Turn back the clock to beat recession
Feb 9 2009 by Iain Laing, The Journal
WHEN I was pondering New Year resolutions last December, aside from the usual promises such as ‘I’ll eat more healthily’ and ‘I’ll definitely join the gym this time’, I had another thought: If everyone woke up on New Year’s Day determined to behave in the way they had before the credit crunch, the recession would disappear overnight.
Bank managers would give loans to businesses and individuals; bosses wouldn’t lay off workers; people would spend their earnings and take out mortgages safe in the knowledge that their jobs were secure.
As long as everyone kept their promise, we would be back where we were in the old days. Of course, all this is purely hypothetical and I have ignored the little problem of excess credit and leveraging, but it illustrates that behind the doom and gloom of the statistics about unemployment, mortgage lending, corporate insolvencies, consumer spending and the rest, it is the confidence of each and every individual in the economy which will determine how quickly we come out of this recession.
The Government has put an unprecedented amount into the financial system to shore up the banks in the hope they will begin lending again, but it is the multiplier effect of this money working through the system that will determine the speed at which it takes effect, and it is confidence that will determine the size of this multiplier.

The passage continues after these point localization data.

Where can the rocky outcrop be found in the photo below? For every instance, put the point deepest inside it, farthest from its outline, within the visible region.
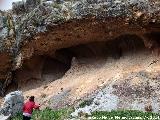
(34, 28)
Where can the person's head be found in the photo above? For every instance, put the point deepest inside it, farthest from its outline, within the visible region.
(31, 98)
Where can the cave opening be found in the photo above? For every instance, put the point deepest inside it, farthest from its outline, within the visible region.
(46, 68)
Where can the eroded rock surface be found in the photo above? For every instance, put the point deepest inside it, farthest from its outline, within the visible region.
(41, 28)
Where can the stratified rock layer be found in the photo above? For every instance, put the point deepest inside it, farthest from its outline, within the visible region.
(43, 28)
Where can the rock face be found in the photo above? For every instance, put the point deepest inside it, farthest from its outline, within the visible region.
(41, 28)
(134, 91)
(13, 104)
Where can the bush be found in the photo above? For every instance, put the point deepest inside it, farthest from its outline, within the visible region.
(126, 115)
(47, 114)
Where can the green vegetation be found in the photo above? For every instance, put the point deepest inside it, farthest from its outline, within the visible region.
(85, 102)
(125, 115)
(49, 114)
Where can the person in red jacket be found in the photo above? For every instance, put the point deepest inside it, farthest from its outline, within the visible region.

It is no coincidence that Gordon Brown used his speech at Davos to call on the country to have confidence in our ability to get us through – he has recognised that no matter what action the Government takes to spend its way out of the recession, injections of public money alone will not be enough. Perhaps one of the most important indicators of falling confidence in the financial world was seen in the corporate bond market after the collapse of Lehman Brothers, when prices fell to such an extent that commentators were saying implied default rates (that is, the number of companies who would be unable to meet the payments on their debt) were at levels equal to or even worse than the depression of the 1930s.
However, prices are recovering and there have been signs of a pickup in the new issues market in recent weeks. (Dare I use the phrase green shoots?) These include heavy demand for £7bn of bonds issued by EDF, the French electricity company with more than five million customers in the UK.
Of course, it is too early to say when things will get better. Indeed economists are divided on whether we will see economic growth by 2010, but I am sure that we will be hearing more from the Government about the need to restore confidence, and judging confidence can be a good indicator for recovery in the stock market.
To quote Montek Ahluwalia of the Indian Planning Commission at Davos: “Confidence grows at the rate that a coconut tree grows, and falls at the rate a coconut falls.” We can only hope that the bamboo tree provides a better analogy for the next recovery.